Anyway, so now we now have some well-meaning but uneducated instructors, along with some totally idiots, teaching “Ed Parker’s Kenpo” all over the country. It should be of no surprise that they would now start to, unwittingly, mess with the system. After all if you don’t know that a specific technique was designed to both introduce and reinforce specific principles, it’s easy to misinterpret the techniques as being ineffective.
Take the self-defense technique Thundering Hammers, for example. It defends against a right step-through punch with your first defensive maneuver being a left inward block against your opponent’s right punch followed by shuffling forward as you deliver a right inward horizontal forearm across your opponent’s stomach. But almost before the technique is committed to memory, many instructors started changing the forearm strike to a punch or a heel palm and they changed the target from the stomach to the solar plexus or groin. What they didn’t do (because they didn’t know it themselves) was explain to the students that through the tailoring principle of Kenpo you can change the weapon, the target and the timing at will, but what you shouldn’t do is overlook the power generating principles that make the technique effective in the first place. In this case it’s the forward momentum, rotational force and marriage of gravity that give power to the initial strike – be it a forearm strike, a punch or a heel palm. What’s worse is the number of instructors who not only neglected the power generating principles, but also the checks, covers and footwork. Fully half the schools I visit don’t remember buckle their opponent’s forward leg, in unison, with their first strike. On top of that many people’s Thundering Hammers don’t Thunder. Instead they use little flipping hammer-fists that look like a vain attempt to keep their offensive moves within their outer rim instead of taking advantage of their outer perimeter.

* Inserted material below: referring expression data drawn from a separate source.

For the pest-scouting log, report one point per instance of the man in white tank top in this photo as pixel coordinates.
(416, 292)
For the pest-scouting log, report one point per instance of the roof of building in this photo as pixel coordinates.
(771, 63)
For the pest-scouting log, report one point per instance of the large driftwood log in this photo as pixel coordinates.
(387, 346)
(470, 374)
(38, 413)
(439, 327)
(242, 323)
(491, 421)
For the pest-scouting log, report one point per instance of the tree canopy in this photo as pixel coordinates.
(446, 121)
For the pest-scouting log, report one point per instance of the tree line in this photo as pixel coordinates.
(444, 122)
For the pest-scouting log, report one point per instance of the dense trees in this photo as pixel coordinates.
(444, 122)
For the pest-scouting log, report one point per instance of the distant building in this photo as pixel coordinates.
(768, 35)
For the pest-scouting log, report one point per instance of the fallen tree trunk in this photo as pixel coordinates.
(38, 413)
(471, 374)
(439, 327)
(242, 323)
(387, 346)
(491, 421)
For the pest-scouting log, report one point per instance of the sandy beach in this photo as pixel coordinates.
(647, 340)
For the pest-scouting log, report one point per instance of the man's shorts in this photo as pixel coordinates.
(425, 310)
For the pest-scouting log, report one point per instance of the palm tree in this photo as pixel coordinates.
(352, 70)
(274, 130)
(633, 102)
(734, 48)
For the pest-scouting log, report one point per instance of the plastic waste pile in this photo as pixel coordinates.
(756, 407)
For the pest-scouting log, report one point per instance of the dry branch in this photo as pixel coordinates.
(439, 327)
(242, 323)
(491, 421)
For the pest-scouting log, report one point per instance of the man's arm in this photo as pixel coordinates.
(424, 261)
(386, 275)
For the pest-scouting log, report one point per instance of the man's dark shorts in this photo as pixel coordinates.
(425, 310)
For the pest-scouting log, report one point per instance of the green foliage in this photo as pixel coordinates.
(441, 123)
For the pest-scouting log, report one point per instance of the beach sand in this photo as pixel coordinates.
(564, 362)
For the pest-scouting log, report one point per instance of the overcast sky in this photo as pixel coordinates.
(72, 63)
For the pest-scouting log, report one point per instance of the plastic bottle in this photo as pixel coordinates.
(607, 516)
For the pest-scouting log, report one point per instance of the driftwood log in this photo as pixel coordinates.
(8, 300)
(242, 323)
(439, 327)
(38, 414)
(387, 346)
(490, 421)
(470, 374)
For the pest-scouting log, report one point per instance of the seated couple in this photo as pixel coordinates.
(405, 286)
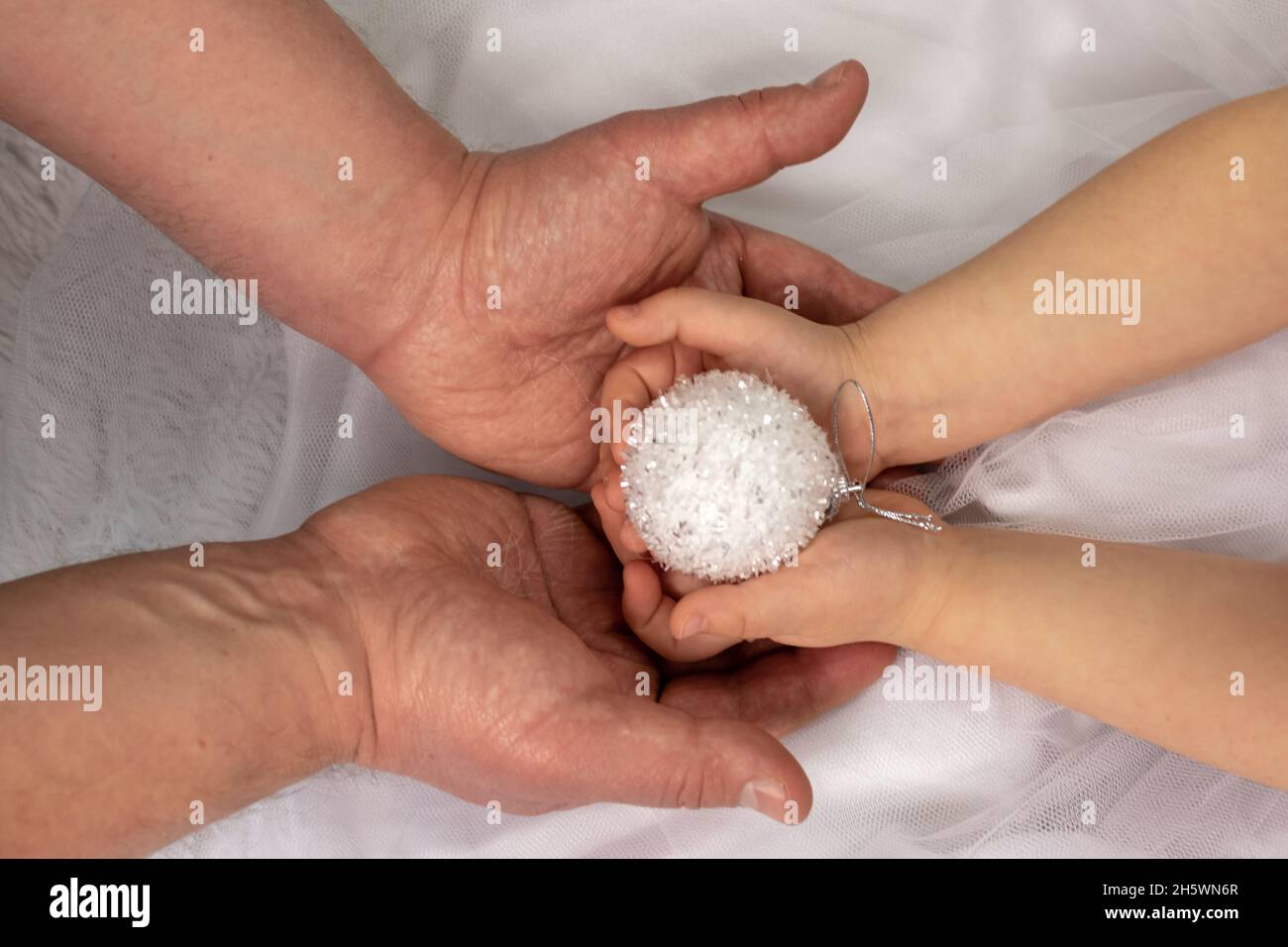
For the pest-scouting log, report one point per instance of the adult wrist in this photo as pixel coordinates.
(304, 586)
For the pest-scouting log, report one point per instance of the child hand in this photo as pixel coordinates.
(687, 331)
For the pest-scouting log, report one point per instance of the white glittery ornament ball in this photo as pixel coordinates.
(726, 476)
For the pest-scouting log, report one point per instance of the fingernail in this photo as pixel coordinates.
(767, 796)
(828, 78)
(694, 625)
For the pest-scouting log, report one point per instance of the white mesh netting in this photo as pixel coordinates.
(176, 429)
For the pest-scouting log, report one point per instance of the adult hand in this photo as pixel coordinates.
(516, 682)
(555, 235)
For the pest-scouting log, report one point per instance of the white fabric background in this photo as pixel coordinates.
(197, 429)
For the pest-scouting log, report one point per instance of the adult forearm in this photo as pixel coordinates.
(1160, 262)
(197, 689)
(1184, 650)
(241, 153)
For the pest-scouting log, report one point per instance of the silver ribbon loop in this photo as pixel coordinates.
(921, 521)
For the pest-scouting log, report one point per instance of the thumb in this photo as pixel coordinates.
(732, 142)
(647, 754)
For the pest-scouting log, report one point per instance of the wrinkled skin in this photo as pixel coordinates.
(567, 231)
(518, 684)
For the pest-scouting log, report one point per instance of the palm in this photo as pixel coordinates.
(518, 684)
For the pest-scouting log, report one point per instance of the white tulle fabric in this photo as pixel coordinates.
(178, 429)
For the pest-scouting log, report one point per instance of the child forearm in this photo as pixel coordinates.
(1184, 650)
(1193, 262)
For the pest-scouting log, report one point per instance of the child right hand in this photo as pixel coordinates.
(686, 331)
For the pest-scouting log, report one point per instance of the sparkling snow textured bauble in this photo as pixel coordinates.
(728, 476)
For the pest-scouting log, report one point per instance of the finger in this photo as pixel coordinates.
(631, 750)
(638, 379)
(785, 688)
(827, 290)
(610, 521)
(778, 604)
(732, 142)
(648, 611)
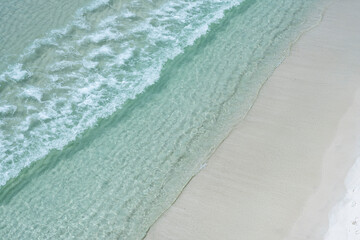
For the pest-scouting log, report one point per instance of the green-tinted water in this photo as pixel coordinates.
(120, 173)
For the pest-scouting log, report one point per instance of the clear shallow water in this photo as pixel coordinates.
(117, 109)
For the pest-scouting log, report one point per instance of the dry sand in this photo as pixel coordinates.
(282, 169)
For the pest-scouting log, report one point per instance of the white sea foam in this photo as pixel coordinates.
(93, 66)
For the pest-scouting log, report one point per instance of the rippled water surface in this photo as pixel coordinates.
(108, 108)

What all of this means is don’t let the memorization of Kenpo replace the understanding of Kenpo. As a student of the art you will eventually memorize a lot of material, but do so as a byproduct of your study, not as the purpose of your study. For a martial artist to simply memorize Kenpo and then perform it without the knowledge and use of its principles is like a body builder going to the gym and lifting weights, day after day, with no knowledge of body building principles or nutrition. They will progress, to some degree, but they too will never reach their full potential.